The Stroum Center for Jewish Studies is proud to announce that Smadar Ben-Natan, 2020-2022 Benaroya Postdoctoral Fellow in Israel Studies, has received a grant of $40,000 from the Harry Frank Guggenheim Foundation in support of her research project on incarceration in the context of the Israeli-Palestinian conflict.
The project, titled “The Carceral State in Conflict: Between Reconciliation and Radicalization,” looks at how the incarceration of Palestinian political prisoners in Israel between 1967 and the present has affected the opposing goals of reconciliation and peacebuilding, versus radicalization and the escalation of conflict, in the region.
Writes Ben-Natan of this research, “I show that despite extreme hierarchies, prisons have been sites of encounter between Palestinian and Israeli societies, where prisoners and prison staff develop ‘double consciousness,’ enabling them to see the conflict through the eyes of the other. Thus, prisoners can create, and have created, paths to reconciliation, as in the Oslo years. When the government abandoned reconciliation efforts after 2000, however, it instated carceral policies that severed connections between Israelis and Palestinians behind prison walls, representing a paradigm shift from reconciliation to radicalization in both conflict management and prisons management. Through this research I hope to encourage reconciliation and warn against radicalization, positing them as opposite correctional paradigms.”
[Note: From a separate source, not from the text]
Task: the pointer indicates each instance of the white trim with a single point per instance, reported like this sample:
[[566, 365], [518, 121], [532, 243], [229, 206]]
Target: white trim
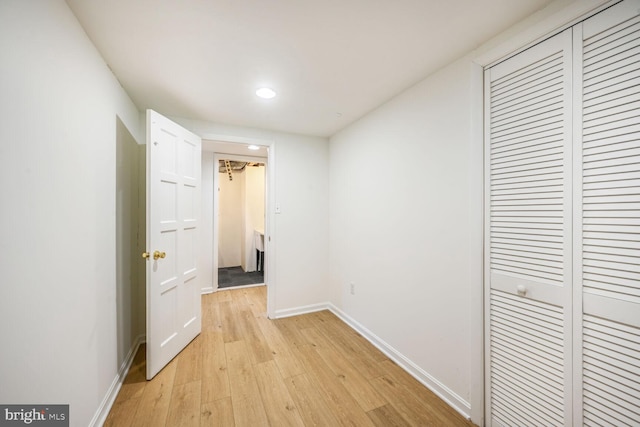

The grant — made by the Harry Frank Guggenheim Foundation, which supports studies increasing understanding of the causes, manifestations, and control of violence and aggression in the modern world — will support research assistance and two months of fieldwork in Israel/Palestine, and may be renewed for an additional year in 2022.
Smadar Ben-Natan began her postdoctoral fellowship with the Stroum Center for Jewish Studies in fall 2020. Prior to that, she was a visiting scholar at the Center for Middle Eastern Studies and the Center for the Study of Law and Society at the University of California, Berkeley, having received her Ph.D. in law at Tel Aviv University in 2020 and her master’s in international human rights law, with distinction, from the University of Oxford in 2011.
In addition to her work as a scholar, Ben-Natan is a long-time Israeli human rights lawyer who has litigated high-profile cases in the Israeli Supreme Court, appeared in Israeli national media, and published many op-eds and blog posts. She is also the co-founder of the Israeli gun control initiative Gun Free Kitchen.
Congratulations on this grant and on the research to come, Smadar!